A Data Mining Glossary
Robert Grossman
Open Data Partners
April 20, 2004
Aggregation. The process of combining one or more data
vectors to create a feature vector. The attributes of a feature vector
with a key k are derived in part from all the data vectors with
foreign key k. The aggregation process may be described by the Data
Transformation and Extraction Markup Language (DXML), through
transformation libraries, or related methods. As an simple example,
the total dollar volume of the
the credit card transactions in a one hour period is
obtained by aggregating transactions for this period.
Cluster (statistics). In many circumstances there is a
natural way to define the distance between two feature vectors in a
learning set. In this case, feature vectors may be grouped into
clusters with the property that every point in a cluster is closer to
the other points in the cluster then it is to points in other
clusters. There are many algorithms to group feature vectors into
clusters; each algorithm has advantages and disadvantages.

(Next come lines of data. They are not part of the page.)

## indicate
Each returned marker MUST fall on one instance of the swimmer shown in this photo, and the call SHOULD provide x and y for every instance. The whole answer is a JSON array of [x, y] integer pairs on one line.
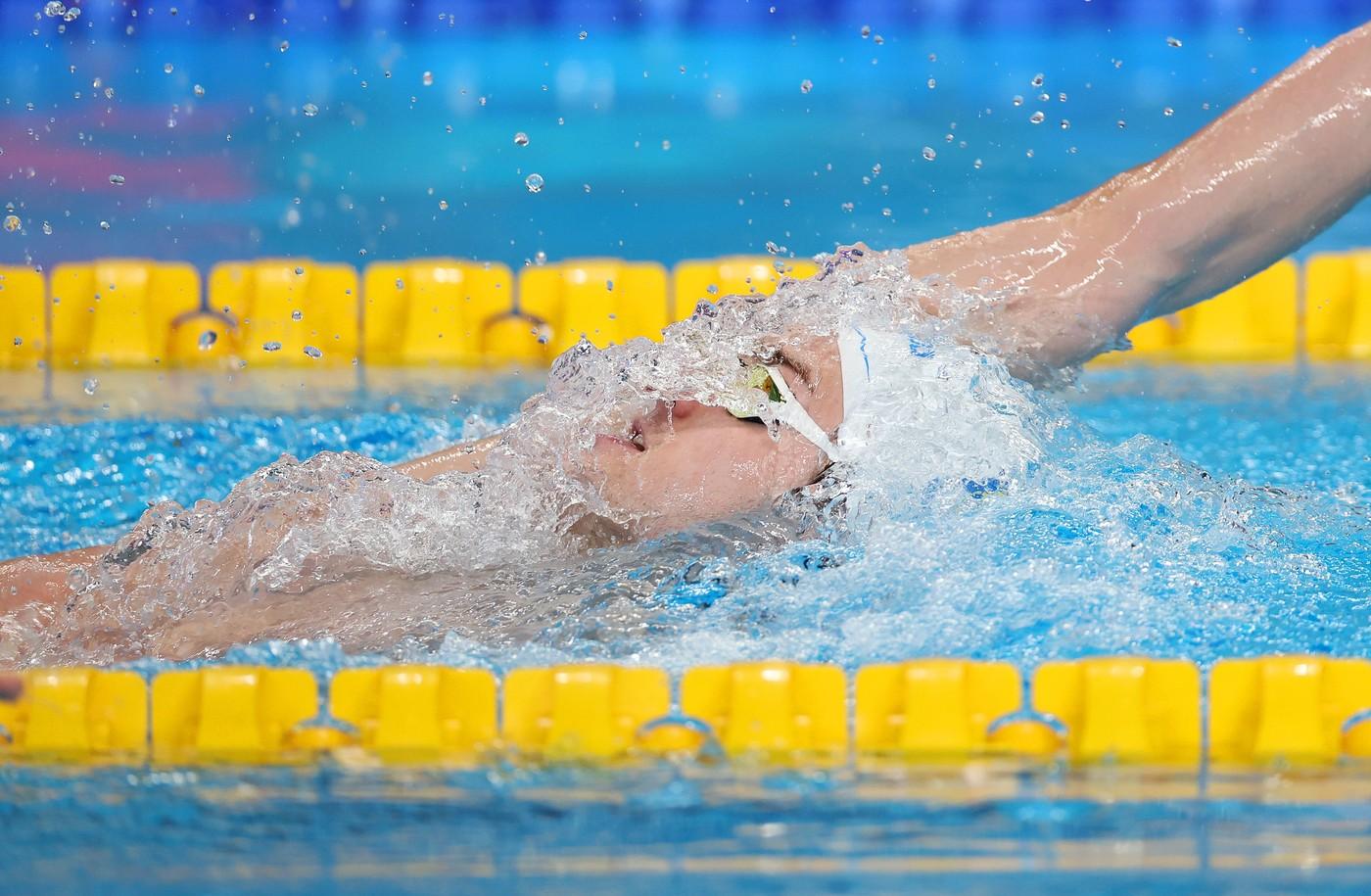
[[1060, 288]]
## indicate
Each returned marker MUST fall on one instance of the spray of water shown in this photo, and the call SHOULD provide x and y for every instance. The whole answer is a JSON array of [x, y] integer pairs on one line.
[[983, 519]]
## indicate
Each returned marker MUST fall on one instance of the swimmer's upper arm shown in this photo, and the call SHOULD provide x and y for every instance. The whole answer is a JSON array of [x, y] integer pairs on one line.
[[463, 457], [1253, 185]]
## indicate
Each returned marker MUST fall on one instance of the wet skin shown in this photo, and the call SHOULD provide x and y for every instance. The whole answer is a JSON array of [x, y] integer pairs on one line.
[[688, 462]]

Cluster (demographics). A group of individuals sharing some
characteristics in common. For example, a cluster can be defined by
including those individuals with an income range between
$40,000-$60,000, who own a home, live in a city, are married with
children, and have attended college.
Cluster (hardware). A cluster is a collection of
workstations with software which allows the workstations to function
as a single computer. Clusters of workstations can provide the same
processing power as supercomputers at a fraction of the cost. The
process of distributing tasks over the cluster is called load
sharing.
Data or Event Vector . Data that is used to build a predictive model.
Each data vector has a key and a foreign key. The foreign key is the
key of the associated feature vector.
Data Mining. The process of taking a learning set and
applying an algorithm to obtain one or more statistical models. More
generally, the semi-automatic extraction of patterns, changes,
associations, anomalies, and other statistically significant
structures from large data sets. Even more generally, the analysis of
data to improve decisions.
Derived Attributes. Attributes in a feature vector that are
derived from one or more attributes from data or event vectors or
collections of them. Derived attributes may be described by the Data
Transformation and Extraction Markup Language (DXML), through
transformation libraries, or related methods.
DXML. An XML language for describing how attributes
are normalized, transformed and aggregated to produce feature
vectors. Currently DXML is part of PMML, but there are proposals
for separating DXML and PMML.
Event or Data Vector. An event is a data record that is
used to create features vectors. Data records are transformed,
normalized, and aggregated in order to create features
vectors. Examples of events are credit card transactions
or insurance claims. Both of these can be aggregated to produce
feature vectors associated with accounts or members, respectively.
Feature Vector. The input to a predictive
model. A vector of attributes. Each feature vector has a key or ID.
Key. A unique id for data vector or profile
vector.
Learning Set. A data set is usually divided
into two subsets: a learning set and a validation
set. The learning set is used to build the model.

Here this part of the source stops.